P: The Brothers Van Sweringen continued their mysterious way. On the one hand, they acted like good little boys and withdrew their C. & 0. merger in order to revise it to suit their Uncle I. C. C. On the other hand, they deeply pained their good Uncle by their persistent buying into independent railroads. Not only do they control 47.8% of the voting stock of Missouri Pacific, but it is now revealed that their Allegheny Corp. owns 20.8% of the voting shares of Kansas City Southern, often called ''the straightest railroad in the U.S." Just how much fire there is behind the smoke of recent Van Sweringen activities is question-of-the-moment among railroaders.
P: The Northern merger rounded another bend in its tortuous progress. President Donnelly of Northern Pacific made two significant statements to his stockholders: I) "I do not think so" (in reply to a stockholder who asked whether the disadvantages of giving up the Burlington would not outweigh the advantages of merging the two Northerns); 2) The Northerns are "considering" the purchase from the Burlington of its line from the Twin Cities to Aurora, 111., and the leasing of trackage rights from Aurora into Chicago.
P: Erie made an important offering: $50,000,000 of 5% mortgage bonds through a Morgan-National City-First National syndicate.
P: One more proxy battle seemed assured when Walter E. Meyer sent out letters to stockholders of St. Louis Southwestern ("Cotton Belt") asking for proxies, alleging that Kansas City Southern still dominates the road. Mr. Meyer, who has for several years been a gadfly to the Cotton Belt management, charges diversion of traffic from that road to Kansas City Southern.
P: Commissioner Joseph B. Eastman, one of the most influential members of the I. C. C., continued his attack on railroad holding companies before the House Interstate Commerce Committee (TIME, April 14).
P: To the Boston & Maine came a new master: Edward S. French, elected president of the road to succeed Thomas Nelson Perkins, who has been acting president since last fall (TIME, Nov. 18). Railmaster French is, or was, operating chief of several smaller independent New England railroads. He will resign all outside positions, devote himself entirely to running the B. & M. He is a New Englander, born in Maine, now a resident of Springfield, Vt.--which he calls "a shining example of how alive a small place may be.'' Mr. Perkins is now Chairman of the Board --a shift which gives his economic and financial prowess full scope, while placing operating activities in the hands of experienced Railmaster French.
P: In Sebring, Fla., passenger train No. 191 of the Atlantic Coast Line drew into town, was seized by Sheriff Oscar Wolff who claimed the road owes Highlands County $40,502.42 delinquent taxes. In Avon Park, Sheriff Wolff attached the road's right-of-way, tracks, tool houses, depot, served a warrant on the station agent. Not satisfied, he then sat down and waited for a special fruit train, two freight trains and another passenger train which were expected to come along.
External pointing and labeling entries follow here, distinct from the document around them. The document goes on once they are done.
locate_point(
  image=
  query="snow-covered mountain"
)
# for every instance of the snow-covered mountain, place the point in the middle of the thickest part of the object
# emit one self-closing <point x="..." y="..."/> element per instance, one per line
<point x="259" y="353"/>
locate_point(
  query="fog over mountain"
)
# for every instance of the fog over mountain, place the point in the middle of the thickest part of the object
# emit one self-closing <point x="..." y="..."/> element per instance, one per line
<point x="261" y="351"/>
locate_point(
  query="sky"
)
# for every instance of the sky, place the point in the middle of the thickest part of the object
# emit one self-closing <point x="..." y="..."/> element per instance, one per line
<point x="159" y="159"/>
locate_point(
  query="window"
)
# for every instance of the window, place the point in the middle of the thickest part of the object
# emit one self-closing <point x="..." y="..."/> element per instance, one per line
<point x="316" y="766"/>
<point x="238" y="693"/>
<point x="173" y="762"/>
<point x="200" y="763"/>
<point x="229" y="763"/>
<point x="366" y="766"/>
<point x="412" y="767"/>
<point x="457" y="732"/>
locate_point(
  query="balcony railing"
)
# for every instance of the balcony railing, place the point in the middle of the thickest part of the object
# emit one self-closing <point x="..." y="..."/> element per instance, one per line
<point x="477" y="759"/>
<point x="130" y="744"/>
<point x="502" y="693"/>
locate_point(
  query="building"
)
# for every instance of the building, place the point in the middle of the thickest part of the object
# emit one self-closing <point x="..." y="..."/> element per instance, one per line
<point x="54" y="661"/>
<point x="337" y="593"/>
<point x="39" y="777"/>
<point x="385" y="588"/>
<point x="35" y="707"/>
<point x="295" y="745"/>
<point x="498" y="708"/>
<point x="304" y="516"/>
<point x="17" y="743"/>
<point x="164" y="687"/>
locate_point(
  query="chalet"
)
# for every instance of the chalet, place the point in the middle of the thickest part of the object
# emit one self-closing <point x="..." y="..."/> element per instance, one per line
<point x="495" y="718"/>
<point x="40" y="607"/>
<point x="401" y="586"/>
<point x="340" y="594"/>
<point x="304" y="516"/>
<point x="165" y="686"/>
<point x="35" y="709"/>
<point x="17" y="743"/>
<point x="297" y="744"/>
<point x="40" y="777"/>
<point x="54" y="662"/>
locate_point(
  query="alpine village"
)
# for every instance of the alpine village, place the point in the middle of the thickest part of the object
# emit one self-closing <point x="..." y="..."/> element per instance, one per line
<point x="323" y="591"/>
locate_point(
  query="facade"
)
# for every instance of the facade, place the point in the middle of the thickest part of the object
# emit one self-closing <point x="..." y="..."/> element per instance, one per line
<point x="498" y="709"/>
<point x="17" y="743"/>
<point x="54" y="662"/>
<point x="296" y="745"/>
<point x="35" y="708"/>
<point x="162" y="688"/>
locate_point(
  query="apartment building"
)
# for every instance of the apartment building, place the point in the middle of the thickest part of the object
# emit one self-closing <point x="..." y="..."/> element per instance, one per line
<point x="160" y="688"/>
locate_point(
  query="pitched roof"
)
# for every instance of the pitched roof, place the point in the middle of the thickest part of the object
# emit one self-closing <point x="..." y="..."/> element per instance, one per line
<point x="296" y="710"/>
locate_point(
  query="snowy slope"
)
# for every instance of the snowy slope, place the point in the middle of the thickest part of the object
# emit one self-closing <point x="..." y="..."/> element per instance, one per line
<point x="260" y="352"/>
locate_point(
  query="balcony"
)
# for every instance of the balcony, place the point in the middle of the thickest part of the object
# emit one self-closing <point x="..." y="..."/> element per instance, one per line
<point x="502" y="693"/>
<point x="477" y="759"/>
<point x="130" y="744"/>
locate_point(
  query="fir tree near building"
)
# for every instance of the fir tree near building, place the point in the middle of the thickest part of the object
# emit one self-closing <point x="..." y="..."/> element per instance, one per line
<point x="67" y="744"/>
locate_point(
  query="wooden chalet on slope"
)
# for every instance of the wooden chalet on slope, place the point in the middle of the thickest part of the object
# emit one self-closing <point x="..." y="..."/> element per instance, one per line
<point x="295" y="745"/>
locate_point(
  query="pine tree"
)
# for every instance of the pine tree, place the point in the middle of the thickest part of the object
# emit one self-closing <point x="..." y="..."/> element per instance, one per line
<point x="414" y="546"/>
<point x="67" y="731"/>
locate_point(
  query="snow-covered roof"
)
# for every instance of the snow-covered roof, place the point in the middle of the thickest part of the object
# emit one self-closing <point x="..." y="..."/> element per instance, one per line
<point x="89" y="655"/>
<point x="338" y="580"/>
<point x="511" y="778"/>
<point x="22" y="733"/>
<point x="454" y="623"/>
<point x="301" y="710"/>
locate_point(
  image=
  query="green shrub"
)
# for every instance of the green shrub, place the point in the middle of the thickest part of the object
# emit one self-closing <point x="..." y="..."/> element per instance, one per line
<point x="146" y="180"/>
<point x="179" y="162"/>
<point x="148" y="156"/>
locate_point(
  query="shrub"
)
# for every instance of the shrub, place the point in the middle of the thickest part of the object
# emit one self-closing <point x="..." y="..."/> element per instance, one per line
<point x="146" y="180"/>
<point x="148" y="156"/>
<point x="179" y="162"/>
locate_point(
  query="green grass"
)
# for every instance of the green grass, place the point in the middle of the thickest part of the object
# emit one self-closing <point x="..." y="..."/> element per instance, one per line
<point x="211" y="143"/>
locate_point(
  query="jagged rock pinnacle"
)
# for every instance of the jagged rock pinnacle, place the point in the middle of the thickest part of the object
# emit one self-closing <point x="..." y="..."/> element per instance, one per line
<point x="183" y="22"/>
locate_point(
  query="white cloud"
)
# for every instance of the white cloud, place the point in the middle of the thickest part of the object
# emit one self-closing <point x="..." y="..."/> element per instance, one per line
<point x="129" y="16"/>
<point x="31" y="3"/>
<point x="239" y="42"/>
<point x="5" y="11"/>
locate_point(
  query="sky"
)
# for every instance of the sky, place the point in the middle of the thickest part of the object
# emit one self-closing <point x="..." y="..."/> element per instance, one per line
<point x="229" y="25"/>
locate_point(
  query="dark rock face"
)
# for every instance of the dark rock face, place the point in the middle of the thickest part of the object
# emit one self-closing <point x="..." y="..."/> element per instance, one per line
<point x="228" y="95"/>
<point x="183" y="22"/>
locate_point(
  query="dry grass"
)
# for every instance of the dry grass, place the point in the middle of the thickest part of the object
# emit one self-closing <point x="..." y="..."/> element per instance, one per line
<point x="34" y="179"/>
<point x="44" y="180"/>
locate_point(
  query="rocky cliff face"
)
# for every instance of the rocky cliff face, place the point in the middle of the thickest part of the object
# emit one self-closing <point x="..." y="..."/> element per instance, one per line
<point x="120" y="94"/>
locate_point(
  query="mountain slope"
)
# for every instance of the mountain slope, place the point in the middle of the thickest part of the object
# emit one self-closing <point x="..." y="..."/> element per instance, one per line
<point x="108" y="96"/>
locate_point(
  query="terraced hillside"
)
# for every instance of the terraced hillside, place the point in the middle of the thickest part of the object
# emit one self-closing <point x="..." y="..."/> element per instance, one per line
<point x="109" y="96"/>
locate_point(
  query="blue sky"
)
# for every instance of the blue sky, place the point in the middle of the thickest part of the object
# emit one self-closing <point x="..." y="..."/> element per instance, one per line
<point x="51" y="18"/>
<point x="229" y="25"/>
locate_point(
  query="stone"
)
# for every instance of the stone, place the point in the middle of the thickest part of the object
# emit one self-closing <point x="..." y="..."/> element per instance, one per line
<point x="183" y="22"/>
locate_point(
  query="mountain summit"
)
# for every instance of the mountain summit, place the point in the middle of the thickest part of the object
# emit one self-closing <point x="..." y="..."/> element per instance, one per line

*The Chicago Great Western is one of the "Granger" roads that serve the farm territory immediately west of Chicago. It sprawls out over the northwest like a great four-armed starfish: from the town of Oelwein, Iowa (8,000 pop.) it stretches an arm east to Chicago, one north to Minneapolis, one west to Omaha, and one south to Kansas City. Though its 1,495 miles of track are Liliputian compared to such "Granger" roads as the Burlington and the Chicago & Northwestern, the Great Western is a prosperous and desirable road because of its strategic situation. The I. C. C. plan made it a northern extension of the Santa Fe.